Barbara Takenaga, “White Grid on Silver” (2013), acrylic on linen, 54 x 90 inches.
Takenaga further amplifies this contradiction by making the grid materially dissolve in two areas, which float somewhere near the center of the painting’s left and right side. In these areas, it as if a powerful corrosive has eaten through the grid, revealing what is behind the celadon green and pearly gray ground — a black ground marked by small white and green dots of paint. By collapsing materiality, image and space together so that is impossible to distinguish where one ends and the other begins, Takenaga moves out of the domain of the pictorial into something that cannot be categorized, achieving a fresh and disquieting possibility. For one, she entwines the infinite (the grid) and decomposition (the body), which is an inescapable effect of time passing. It is a material space that could only have been made of paint, which has a remarkable ability to expose the dance between mind and body, the visual and the visceral.
It is one thing to evoke the Big Bang and quite another to address the fact that we exist on the brink of infinity, aware of time’s indifference to our vulnerable existence. In “Geode Diptych” and “White Grid on Silver,” Takenaga faces infinity rather than pictures it.
Barbara Takenaga’s New Paintings continues at DC Moore Gallery (535 West 22nd Street, Chelsea, Manhattan) until October 5.
These images seem to me to be based on digital imaging technology (fractal distribution of elements, random solid bits that reveal an overall pattern when inspected from afar) as much as “big bang” imagery. “Collapsing materiality, image and space” is digital’s forte.
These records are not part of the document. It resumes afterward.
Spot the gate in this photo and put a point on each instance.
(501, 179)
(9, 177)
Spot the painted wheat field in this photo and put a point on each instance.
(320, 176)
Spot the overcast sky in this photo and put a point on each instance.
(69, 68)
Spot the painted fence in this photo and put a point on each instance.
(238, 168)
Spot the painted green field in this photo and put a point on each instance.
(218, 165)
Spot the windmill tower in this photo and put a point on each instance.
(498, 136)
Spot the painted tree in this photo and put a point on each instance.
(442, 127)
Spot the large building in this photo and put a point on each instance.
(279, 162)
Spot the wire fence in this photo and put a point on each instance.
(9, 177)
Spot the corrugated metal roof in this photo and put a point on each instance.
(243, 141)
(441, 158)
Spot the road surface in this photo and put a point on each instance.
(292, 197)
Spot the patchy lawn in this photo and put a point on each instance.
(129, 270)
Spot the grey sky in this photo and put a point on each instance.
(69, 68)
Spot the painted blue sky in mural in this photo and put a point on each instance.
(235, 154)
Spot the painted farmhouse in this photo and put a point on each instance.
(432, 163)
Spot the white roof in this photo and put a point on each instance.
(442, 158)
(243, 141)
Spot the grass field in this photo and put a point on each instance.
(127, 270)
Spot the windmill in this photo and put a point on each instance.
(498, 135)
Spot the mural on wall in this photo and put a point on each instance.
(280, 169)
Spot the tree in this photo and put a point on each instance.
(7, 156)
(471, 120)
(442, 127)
Since the majority of us will only experience these paintings (as well as most other art) as digital images in some sort of virtual magazine of other imaginary space “materiality” seems like a waste of…well…material.
“By collapsing materiality, image and space together so that is impossible to distinguish where one ends and the other begins, Takenaga moves out of the domain of the pictorial into something that cannot be categorized, achieving a fresh and disquieting possibility.”
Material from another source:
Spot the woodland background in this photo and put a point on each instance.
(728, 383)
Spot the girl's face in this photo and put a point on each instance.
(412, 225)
^what the hell is that even supposed to mean? how is “materiality collapsed”? sounds like you are just talking out of your ass.
if you want to talk about materiality talk about the materials it is made of. PAINT. It has a rich history, and you neglected to mention it. You even quoted the artist saying “faux-Abstract Expressionist grounds”, How did ab-ex painters think of paint as material?, vs the restricted post modern process orientated mark laid ON TOP (giving it a chronology) of it? both marks/ideals are fighting for space…. Could be considered a history painting.